Nagranie przesłał policji, na skrzynkę akcji „stop agresji drogowej”. Następnie otrzymał wezwanie na przesłuchanie jako świadek, by osobiście złożyć zeznania.
„Wysłuchali mnie, a potem wezwali mnie ponownie, w związku z kolejnym filmem, który przesłałem. I przy okazji tego spotkania odnieśli się do nagrania z kierowcą na przejściu dla pieszych. Powiedzieli, że z filmu nie wynika, by kierowca dopuścił się wykroczenia, bo to krótkie, 4-sekundowe nagranie.” – wyjaśnił pan Paweł w rozmowie z brd24.pl
Dodał, że od policji usłyszał też, że z tej sprawy wyłączane jest odrębne wykroczenie, którego sam się dopuścił, czyli używania telefonu podczas przechodzenia przez przejście dla pieszych.
Mężczyzna nie zgadza się z argumentacją policji wskazując, że nagranie rozpoczął zanim wszedł na jezdnię, a następnie, będąc na przejściu, jedynie trzymał telefon w ręce, ale na niego nie patrzył, bo obserwował drogę.

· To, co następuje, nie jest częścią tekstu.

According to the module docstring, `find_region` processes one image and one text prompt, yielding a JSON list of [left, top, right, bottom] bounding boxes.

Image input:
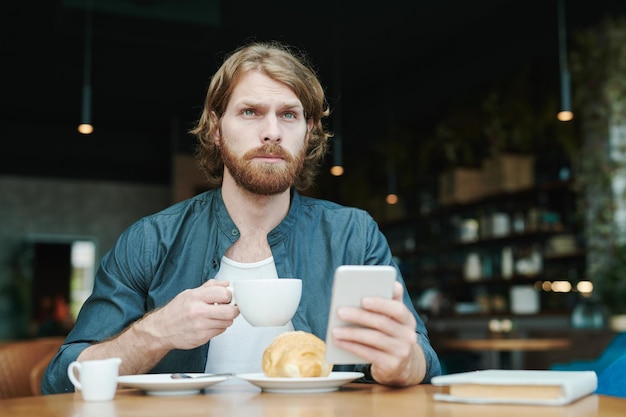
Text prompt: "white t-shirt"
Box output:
[[205, 256, 294, 380]]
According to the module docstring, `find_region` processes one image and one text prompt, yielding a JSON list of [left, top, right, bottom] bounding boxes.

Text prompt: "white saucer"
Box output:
[[117, 373, 230, 396], [236, 371, 364, 393]]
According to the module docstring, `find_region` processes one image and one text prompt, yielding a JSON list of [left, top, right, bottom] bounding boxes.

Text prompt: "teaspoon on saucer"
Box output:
[[170, 372, 234, 379]]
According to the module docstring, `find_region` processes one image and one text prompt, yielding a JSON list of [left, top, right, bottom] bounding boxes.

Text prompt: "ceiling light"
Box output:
[[386, 193, 398, 205], [330, 165, 344, 176], [557, 0, 573, 122], [330, 133, 344, 176], [386, 171, 398, 205], [78, 0, 94, 135]]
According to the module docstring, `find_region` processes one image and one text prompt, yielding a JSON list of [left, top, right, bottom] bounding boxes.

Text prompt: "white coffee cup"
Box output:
[[231, 278, 302, 327], [67, 357, 122, 401]]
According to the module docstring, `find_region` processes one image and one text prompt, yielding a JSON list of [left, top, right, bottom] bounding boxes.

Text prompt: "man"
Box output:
[[42, 41, 441, 394]]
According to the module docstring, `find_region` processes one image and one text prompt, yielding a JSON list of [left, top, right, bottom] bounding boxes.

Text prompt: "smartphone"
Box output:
[[324, 265, 397, 364]]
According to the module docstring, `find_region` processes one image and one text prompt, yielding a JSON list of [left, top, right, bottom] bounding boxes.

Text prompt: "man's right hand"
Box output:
[[77, 279, 239, 375], [147, 279, 239, 350]]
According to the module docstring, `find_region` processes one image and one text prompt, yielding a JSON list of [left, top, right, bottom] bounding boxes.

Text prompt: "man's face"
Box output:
[[216, 71, 311, 195]]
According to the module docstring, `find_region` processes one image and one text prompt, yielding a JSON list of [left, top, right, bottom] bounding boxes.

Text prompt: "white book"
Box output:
[[431, 370, 598, 406]]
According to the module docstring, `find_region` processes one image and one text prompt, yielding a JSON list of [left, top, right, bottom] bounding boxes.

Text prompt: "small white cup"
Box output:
[[67, 357, 122, 401], [231, 278, 302, 327]]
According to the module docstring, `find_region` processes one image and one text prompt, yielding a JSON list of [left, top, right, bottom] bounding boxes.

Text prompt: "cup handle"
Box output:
[[67, 361, 82, 390], [228, 285, 237, 306]]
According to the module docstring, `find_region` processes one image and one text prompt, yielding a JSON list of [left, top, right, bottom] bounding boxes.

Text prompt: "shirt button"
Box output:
[[231, 229, 239, 236]]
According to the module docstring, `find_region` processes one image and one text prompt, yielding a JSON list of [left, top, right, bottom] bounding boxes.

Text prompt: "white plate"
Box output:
[[236, 371, 364, 393], [117, 373, 230, 396]]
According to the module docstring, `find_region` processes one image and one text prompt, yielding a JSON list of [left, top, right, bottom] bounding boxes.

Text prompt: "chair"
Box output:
[[550, 332, 626, 375], [596, 352, 626, 398], [0, 337, 64, 399]]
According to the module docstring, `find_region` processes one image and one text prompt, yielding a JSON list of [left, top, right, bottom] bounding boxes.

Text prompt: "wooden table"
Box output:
[[438, 337, 572, 369], [2, 382, 624, 417]]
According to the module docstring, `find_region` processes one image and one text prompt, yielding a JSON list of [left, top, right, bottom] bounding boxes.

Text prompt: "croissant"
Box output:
[[262, 331, 333, 377]]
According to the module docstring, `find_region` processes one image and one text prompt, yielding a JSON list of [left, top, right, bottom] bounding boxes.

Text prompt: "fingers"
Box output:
[[198, 279, 233, 305], [330, 322, 415, 376], [200, 279, 230, 288], [153, 293, 239, 350], [330, 300, 420, 385], [335, 303, 416, 345], [392, 281, 403, 301], [361, 291, 417, 330], [330, 291, 418, 378], [148, 281, 240, 350]]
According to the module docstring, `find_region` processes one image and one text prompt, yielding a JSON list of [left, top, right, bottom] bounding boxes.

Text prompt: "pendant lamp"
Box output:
[[78, 0, 94, 135], [557, 0, 573, 122]]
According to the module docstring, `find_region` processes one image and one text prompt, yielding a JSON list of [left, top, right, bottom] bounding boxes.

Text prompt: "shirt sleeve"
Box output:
[[365, 213, 443, 383], [41, 220, 151, 394]]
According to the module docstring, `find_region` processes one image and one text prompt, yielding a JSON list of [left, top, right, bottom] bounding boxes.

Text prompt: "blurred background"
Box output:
[[3, 0, 625, 201], [3, 0, 626, 373]]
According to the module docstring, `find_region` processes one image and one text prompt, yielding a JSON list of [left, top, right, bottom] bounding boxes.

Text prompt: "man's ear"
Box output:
[[305, 119, 314, 144], [210, 111, 221, 145]]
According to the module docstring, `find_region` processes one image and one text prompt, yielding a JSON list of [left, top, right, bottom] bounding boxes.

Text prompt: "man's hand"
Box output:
[[147, 279, 239, 350], [330, 282, 427, 386], [78, 279, 239, 375]]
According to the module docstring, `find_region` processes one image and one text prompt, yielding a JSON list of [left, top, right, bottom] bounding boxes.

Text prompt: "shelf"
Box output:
[[430, 180, 575, 212], [543, 250, 586, 260], [384, 177, 585, 316]]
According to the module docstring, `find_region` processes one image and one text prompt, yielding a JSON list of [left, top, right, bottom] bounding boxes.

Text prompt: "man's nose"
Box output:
[[261, 115, 281, 143]]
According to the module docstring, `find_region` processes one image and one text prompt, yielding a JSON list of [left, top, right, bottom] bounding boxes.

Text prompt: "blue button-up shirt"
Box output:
[[42, 188, 441, 394]]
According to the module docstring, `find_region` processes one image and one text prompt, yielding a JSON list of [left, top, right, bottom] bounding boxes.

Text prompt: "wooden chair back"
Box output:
[[0, 337, 64, 399]]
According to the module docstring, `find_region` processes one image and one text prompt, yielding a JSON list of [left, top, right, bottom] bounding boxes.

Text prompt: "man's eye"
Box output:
[[283, 112, 296, 119], [243, 109, 255, 116]]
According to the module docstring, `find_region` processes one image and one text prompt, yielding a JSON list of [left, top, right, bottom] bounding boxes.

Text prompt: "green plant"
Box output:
[[594, 243, 626, 315], [569, 17, 626, 315]]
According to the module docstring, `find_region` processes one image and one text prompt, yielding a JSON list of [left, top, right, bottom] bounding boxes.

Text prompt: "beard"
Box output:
[[220, 139, 306, 195]]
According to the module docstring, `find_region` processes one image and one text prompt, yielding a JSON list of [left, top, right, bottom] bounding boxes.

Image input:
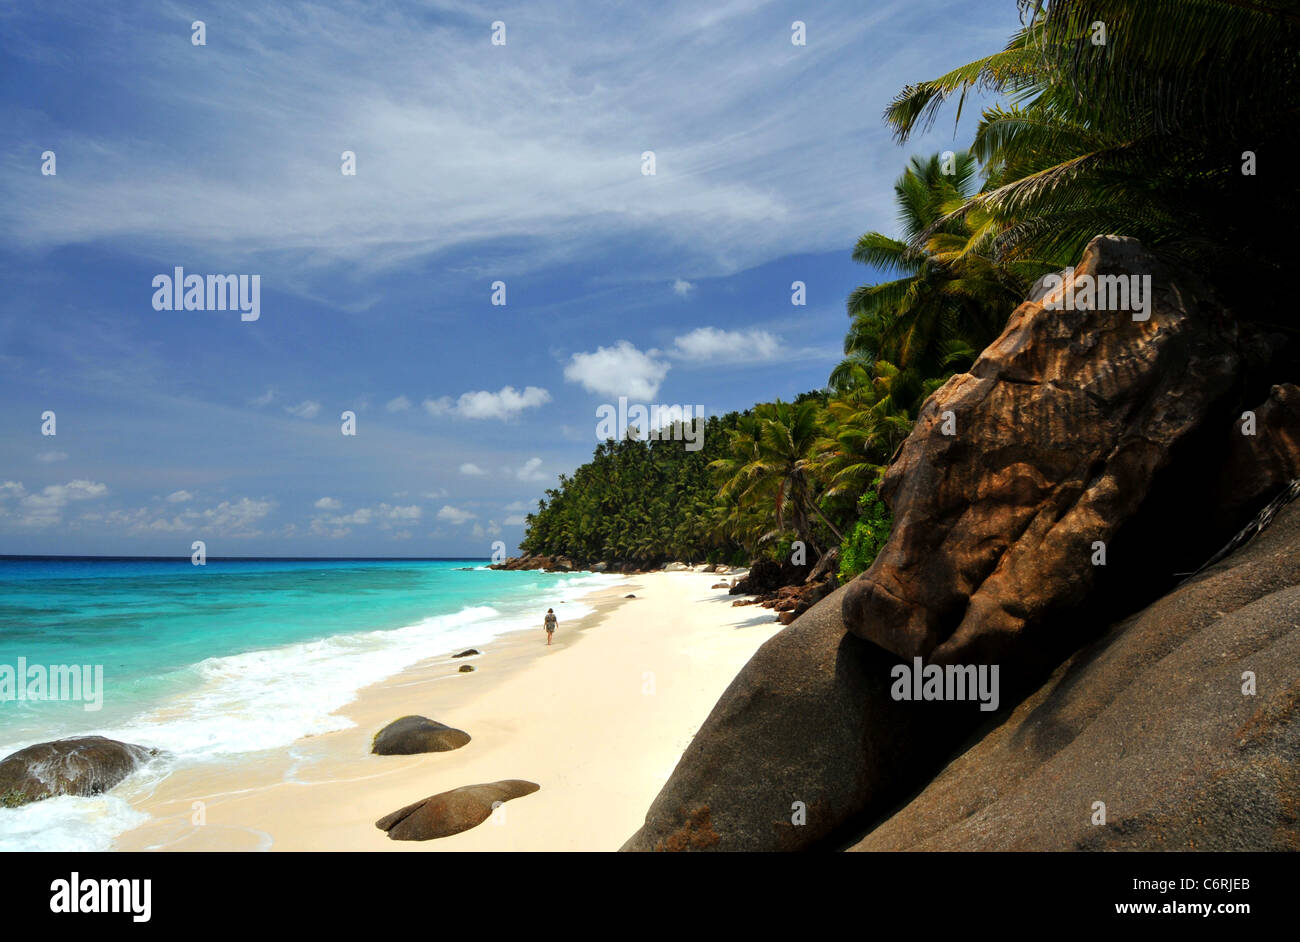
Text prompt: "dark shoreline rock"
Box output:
[[371, 716, 470, 755], [0, 736, 159, 807], [728, 549, 839, 624]]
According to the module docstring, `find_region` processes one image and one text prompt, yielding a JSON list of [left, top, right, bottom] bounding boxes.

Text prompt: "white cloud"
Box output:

W połowie sierpnia otrzymał pismo z informacją, że Komendant Komisariatu Policji Poznań-Grunwald w Poznaniu 16 sierpnia złożył wniosek do Sądu Rejonowego Poznań-Grunwald i Jeżyce w Poznaniu o ukaranie mężczyzny. Zdaniem policji, po przesłuchaniu pieszego jest podstawa do tego, by ukarać go za używanie telefonu na „zebrze”.
Rozprawę wyznaczono na 2 października, ale wyrok może zaskoczyć strony. Zgodnie z polskim prawem korzystanie z urządzeń elektronicznych jest zabronione „podczas wchodzenia na jezdnię lub torowisko lub przechodzenia przez jezdnię lub torowisko, w tym również na przejściu dla pieszych – w sposób, który prowadzi do ograniczenia możliwości obserwacji sytuacji na jezdni lub torowisku lub przejściu dla pieszych”.
Konieczne jest więc udowodnienie, że pieszy nie obserwował jezdni w sposób właściwy.